Application of the Arzela-Ascoli theorem

$\textbf{Application of the Arzel{\'a}-Ascoli Theorem:}$

Let $\{f_n\}_{n=1}^\infty$ be a sequence of measurable functions on [0,1] satisfying $\int_0^1 f_n^2(t)dt \leq M$ $\forall n\in{\mathbb{N}}$ and some $M \geq 0$. Define $g_n(x) = \int_0^xf_n(t)dt$. Show that $\exists \{g_{n_k}\} \subseteq \{g_n\}$ s.t. $g_{n_k} \longrightarrow g$ uniformly.

$\textit{Recall}$ : The Arzel{\'a}-Ascoli theorem states that if $\{g_n\}$ is an equicontinuous sequence of real-valued functions defined on a compact metric space that are uniformly bounded: $|g_n(x)| \leq M$ $\forall n$ and some $M \geq 0$, then, $\exists \{g_{n_k}\}$ s.t. $g_{n_k} \longrightarrow g\in{C(X)}$ uniformly.

$([0,1],|\cdot | )$ is a compact metric space...check.

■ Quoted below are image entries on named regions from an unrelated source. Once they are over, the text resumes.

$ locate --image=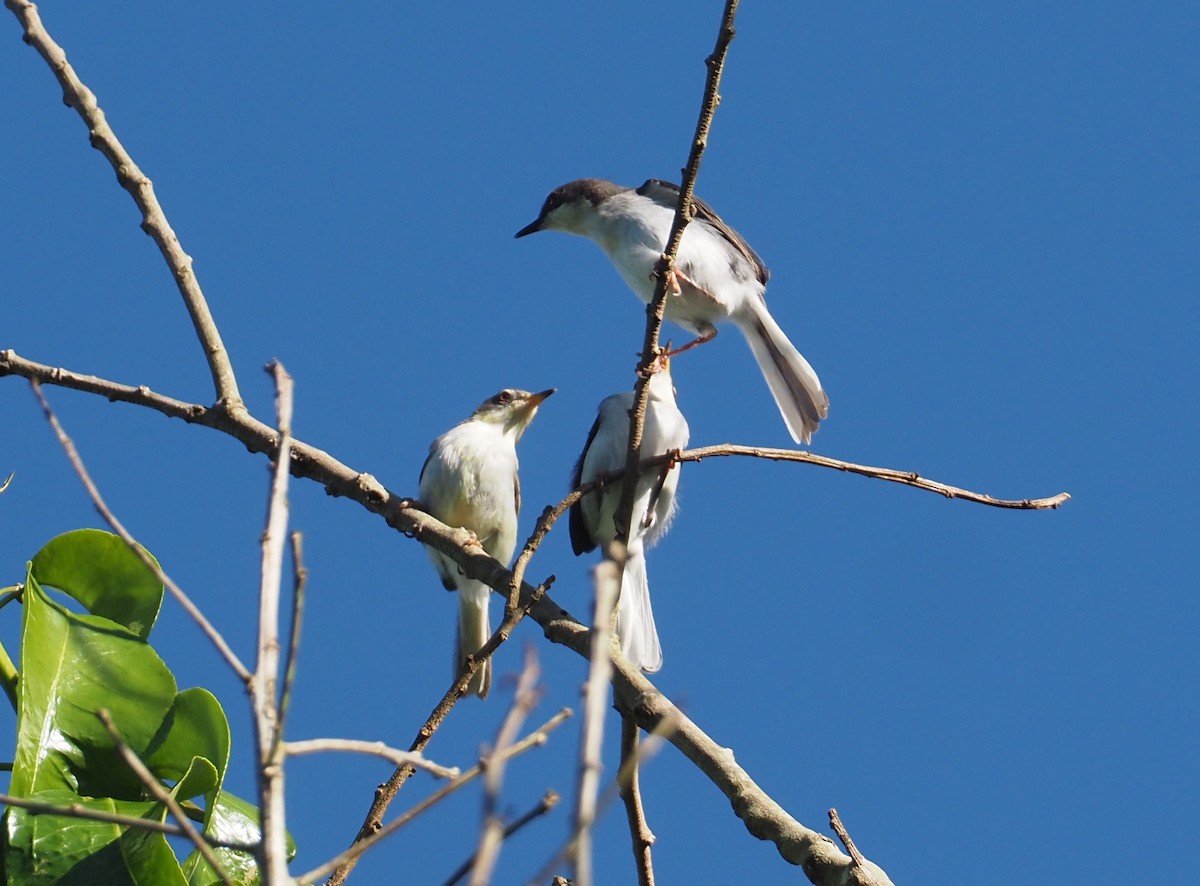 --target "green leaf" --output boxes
[5,791,187,886]
[8,569,175,800]
[32,529,163,640]
[144,688,230,825]
[184,791,296,886]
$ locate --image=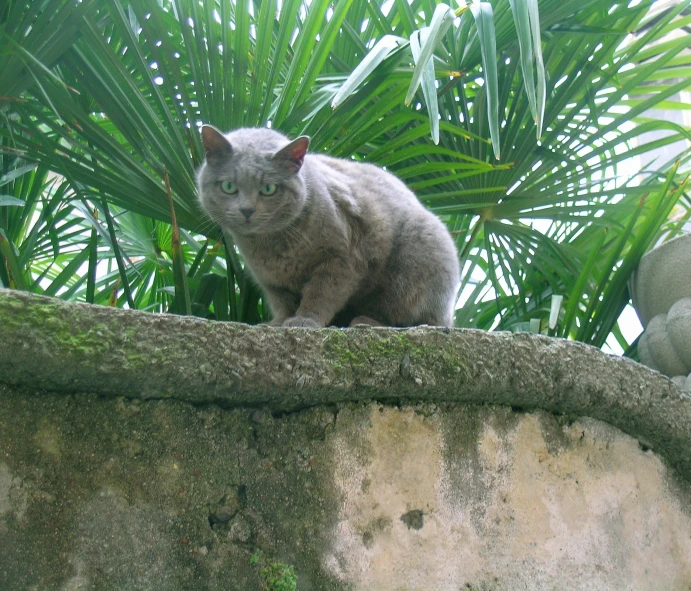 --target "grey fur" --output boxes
[197,125,459,326]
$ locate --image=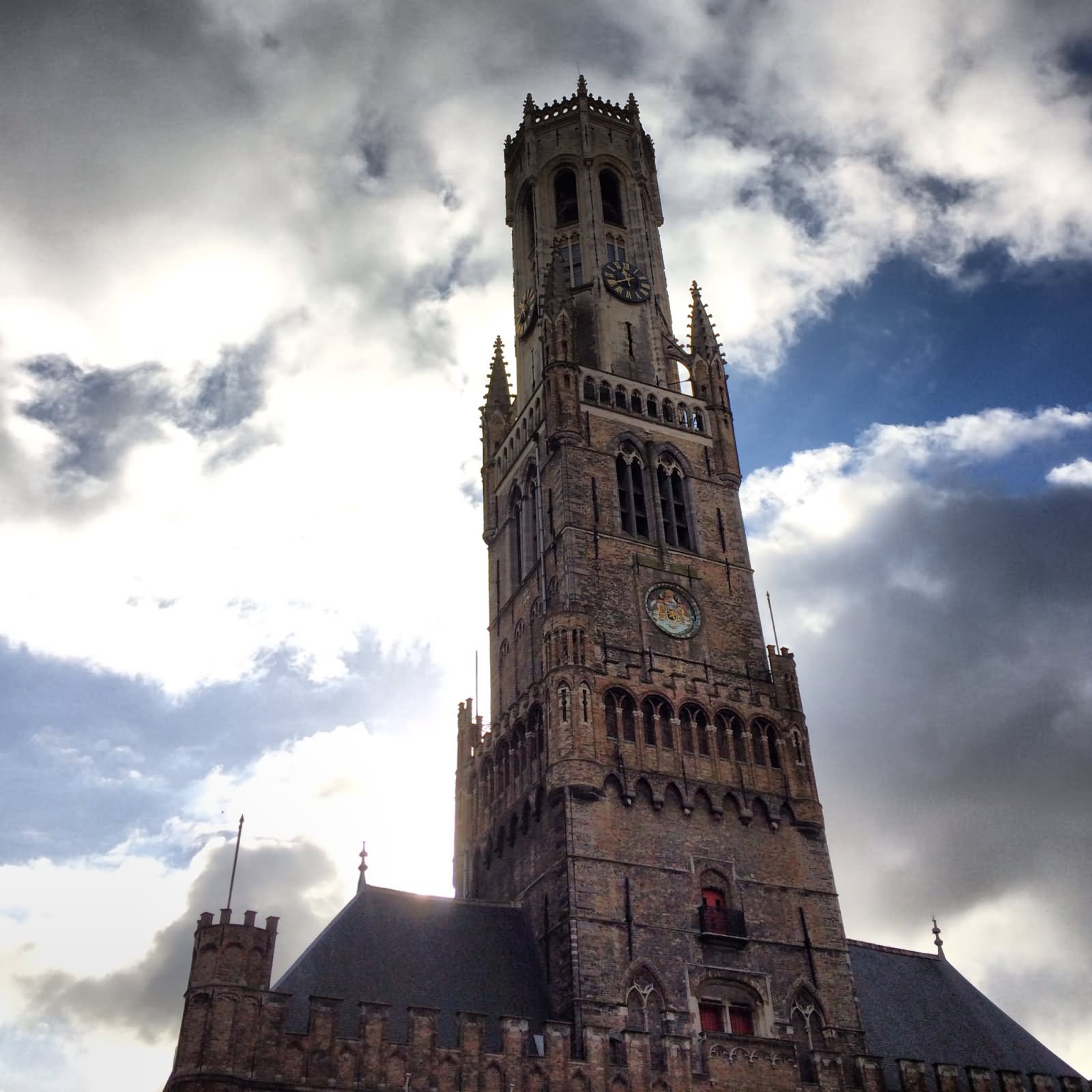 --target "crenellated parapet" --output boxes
[159,947,1088,1092]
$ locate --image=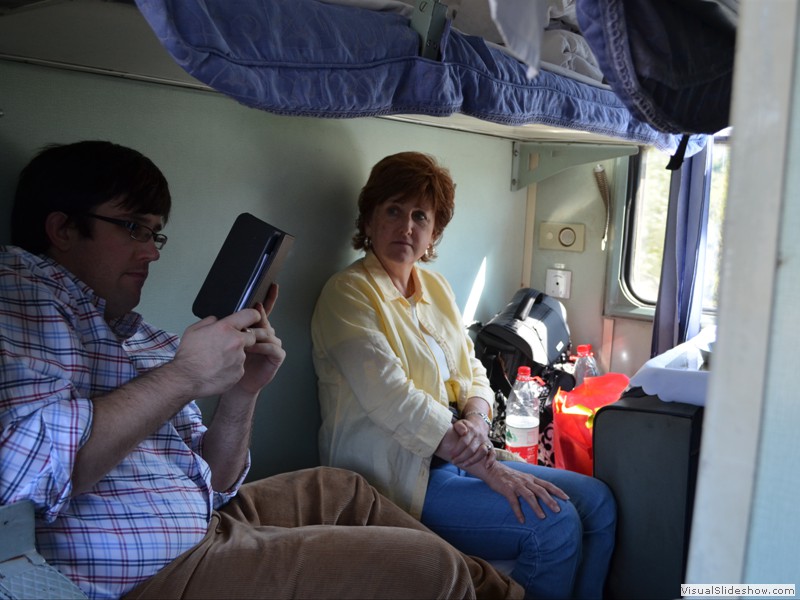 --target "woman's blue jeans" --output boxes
[421,457,616,599]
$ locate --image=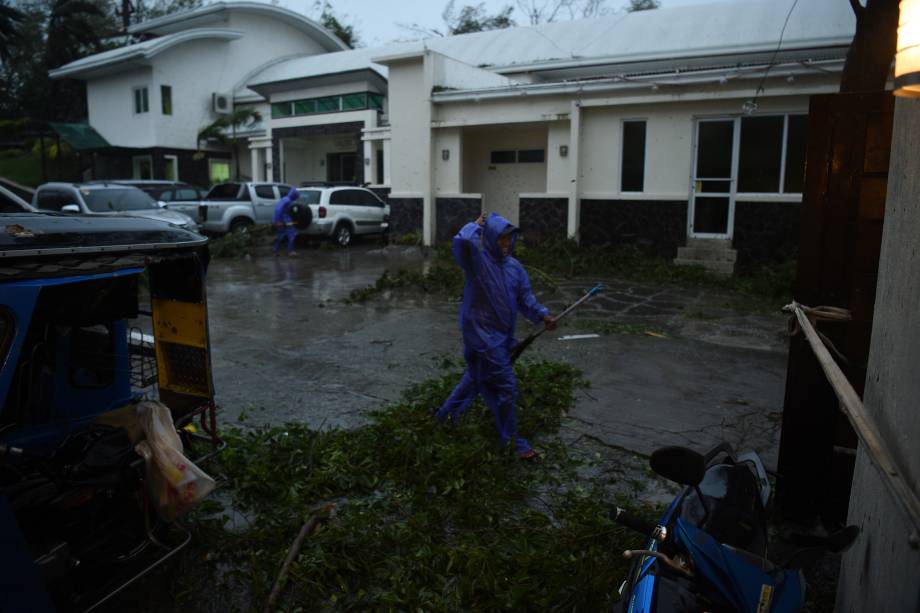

So, if we can show that $\{g_n\}$ is uniformly bounded and equicontinuous, then the Arzel{\'a}-Ascoli theorem will apply and give us the desired conclusion.
We now want to show that $\{g_n\}$ is uniformly bounded: By assumption, $f_n\in{L^2[0,1]}$. Let $h=1$ on $[0,1]$. Then H{\"o}lder's inequality with p=q=2 (Cauchy-Schwarz) gives us that $$||f_n \cdot 1||_1 \leq ||f_n||_2 \cdot ||1||_2$$ $$\int_0^1|f_n \cdot 1| \leq \left(\int_0^1|f_n|^2\right)^{\frac{1}{2}} \left(\int_0^1|1^2|\right)^{\frac{1}{2}} = \left(\int_0^1|f_n|^2\right)^{\frac{1}{2}}$$ Squaring both sides, $$\left(\int_0^1|f_n|\right)^2 \leq \int_0^1|f_n|^2 \leq M$$ Thus, $f\in{L^1[0,1]}$. Note that we actually showed that $L^p[a,b] \subseteq L^1[a,b] \quad \forall 1 \leq p < \infty$. To compare these inequalities with the $g_n$ terms, $$|g_n|^2=\left|\int_0^xf_n\right|^2 \leq \left(\int_0^x|f_n|\right)^2 \leq \left(\int_0^1|f_n|\right)^2 \leq M$$ $$|g_n|^2 \leq M \Longrightarrow |g_n| \leq \sqrt{M}$$ Thus, $\{g_n\}$ is a uniformly bounded sequence...check.
Now consider $0\leq x < z \leq 1$. $$|g_n(x)-g_n(z)|=\left|\int_0^xf_n - \int_0^z f_n \right|=\left|\int_x^zf_n\right|\leq \int_x^z|f_n \cdot 1|$$ Using H{\"o}lder's inequality again, $$\leq \left(\int_x^z|f_n|^2\right)^{\frac{1}{2}}\left(\int_x^z|1|^2\right)^{\frac{1}{2}} = \left(\int_x^z|f_n|^2\right)^{\frac{1}{2}}\sqrt{|x-z|}\leq \left(\int_0^1|f_n|^2\right)^{\frac{1}{2}}\sqrt{|x-z|} $$ $$ \leq \sqrt[4]{M}\sqrt{|x-z|}$$ So, $|g_n(x)-g_n(z)| \leq \sqrt[4]{M}\sqrt{|x-z|}$ which gives us a Lipschitz condition on $g_n$ $\forall n$. In the $\epsilon-\delta$ criterion for equicontinuity, if we choose $\delta \leq \frac{\epsilon^2}{\sqrt{M}}$ then $|g_n(x)-g_n(z)| \leq \epsilon$ making $\{g_n\}$ uniformly equicontinuous.